Ses recherches le mènent d'abord à Harlem, en compagnie de son ami Felix Leiter de la CIA (David Hedison, ex-Mouche
Noire), où il est kidnappé par le mystérieux Mister Big, à qui Ian Fleming prêtait des propos pleins d’emphase : « Je suis par nature et par goût un loup, et je vis suivant la loi des
loups. Naturellement, le troupeau n’a qu’un mot pour qualifier un tel homme. Le mot “criminel” ». Captif, Bond fait la connaissance de Blanche Solitaire, experte en tarot et douée de pouvoirs
divinatoires (la délicieuse Jane Seymour). L’une des idées amusantes du scénario est que Solitaire, lorsqu’elle exulte enfin dans les bras décidément irrésistibles du beau James, perd à la fois sa
virginité et tous ses dons de voyance, redevenant alors simple mortelle. Une fois que 007 a réussi à échapper aux griffes de Mister Big, il se rend à l'île de San Monique où le docteur Kananga
(Yaphet Kotto, future victime d’Alien) cultive des champs entiers de pavots sous des filets de camouflage.

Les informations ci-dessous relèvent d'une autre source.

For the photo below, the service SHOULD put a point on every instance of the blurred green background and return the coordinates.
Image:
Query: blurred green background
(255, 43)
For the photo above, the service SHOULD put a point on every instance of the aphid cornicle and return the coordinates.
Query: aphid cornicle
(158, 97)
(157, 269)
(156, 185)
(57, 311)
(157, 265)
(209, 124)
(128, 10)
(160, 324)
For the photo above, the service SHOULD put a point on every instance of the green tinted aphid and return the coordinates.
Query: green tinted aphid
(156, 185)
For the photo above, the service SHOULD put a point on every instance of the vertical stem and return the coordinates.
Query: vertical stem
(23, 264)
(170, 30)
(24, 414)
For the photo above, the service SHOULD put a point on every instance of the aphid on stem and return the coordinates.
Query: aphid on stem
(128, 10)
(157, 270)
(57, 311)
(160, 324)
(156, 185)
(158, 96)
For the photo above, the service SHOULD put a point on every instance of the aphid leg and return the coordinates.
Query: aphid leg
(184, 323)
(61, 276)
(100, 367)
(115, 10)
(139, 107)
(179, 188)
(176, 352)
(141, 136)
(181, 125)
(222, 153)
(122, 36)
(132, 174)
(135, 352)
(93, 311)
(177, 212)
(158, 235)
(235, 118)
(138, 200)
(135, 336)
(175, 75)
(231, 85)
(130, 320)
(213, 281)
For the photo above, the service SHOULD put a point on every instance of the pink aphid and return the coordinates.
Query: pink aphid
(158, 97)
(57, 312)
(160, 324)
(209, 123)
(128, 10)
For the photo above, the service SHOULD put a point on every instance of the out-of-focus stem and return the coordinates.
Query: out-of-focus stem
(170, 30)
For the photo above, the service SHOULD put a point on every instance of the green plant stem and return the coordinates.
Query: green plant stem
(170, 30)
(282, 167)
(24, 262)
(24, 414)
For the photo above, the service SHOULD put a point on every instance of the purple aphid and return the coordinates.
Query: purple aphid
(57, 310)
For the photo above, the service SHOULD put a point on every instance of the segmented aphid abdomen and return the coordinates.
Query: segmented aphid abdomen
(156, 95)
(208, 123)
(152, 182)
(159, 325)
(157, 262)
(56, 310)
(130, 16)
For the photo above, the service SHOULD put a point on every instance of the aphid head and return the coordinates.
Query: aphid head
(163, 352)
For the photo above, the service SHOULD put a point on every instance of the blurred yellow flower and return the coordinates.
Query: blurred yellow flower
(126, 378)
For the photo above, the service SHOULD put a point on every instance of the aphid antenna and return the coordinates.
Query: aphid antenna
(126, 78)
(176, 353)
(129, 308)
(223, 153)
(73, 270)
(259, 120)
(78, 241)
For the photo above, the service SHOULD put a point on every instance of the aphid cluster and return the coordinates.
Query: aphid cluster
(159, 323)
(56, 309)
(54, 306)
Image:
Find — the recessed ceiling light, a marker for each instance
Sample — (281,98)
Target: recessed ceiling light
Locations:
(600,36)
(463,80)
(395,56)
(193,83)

Finalement, notre héros débarque à la Nouvelle-Orléans où se fabrique l'héroïne. Mister Big et le docteur Kananga s’avèrent n’être qu’une seule et même personne, laquelle a l'intention de
distribuer gratuitement deux tonnes d'héroïne pour obtenir le contrôle du marché américain. Le film bascule alors dans les excès les plus outranciers, nos deux héros étant attachés à un mécanisme
qui les engloutit progressivement dans un bassin plein de requins (une idée qui resservira dans Austin Powers), puis
Solitaire étant carrément promise à un sacrifice vaudou avec sorcier maléfique, danses tribales et serpents venimeux. Au cours du climax, le méchant avale une capsule d’air comprimé et finit par
gonfler comme un ballon avant d’exploser !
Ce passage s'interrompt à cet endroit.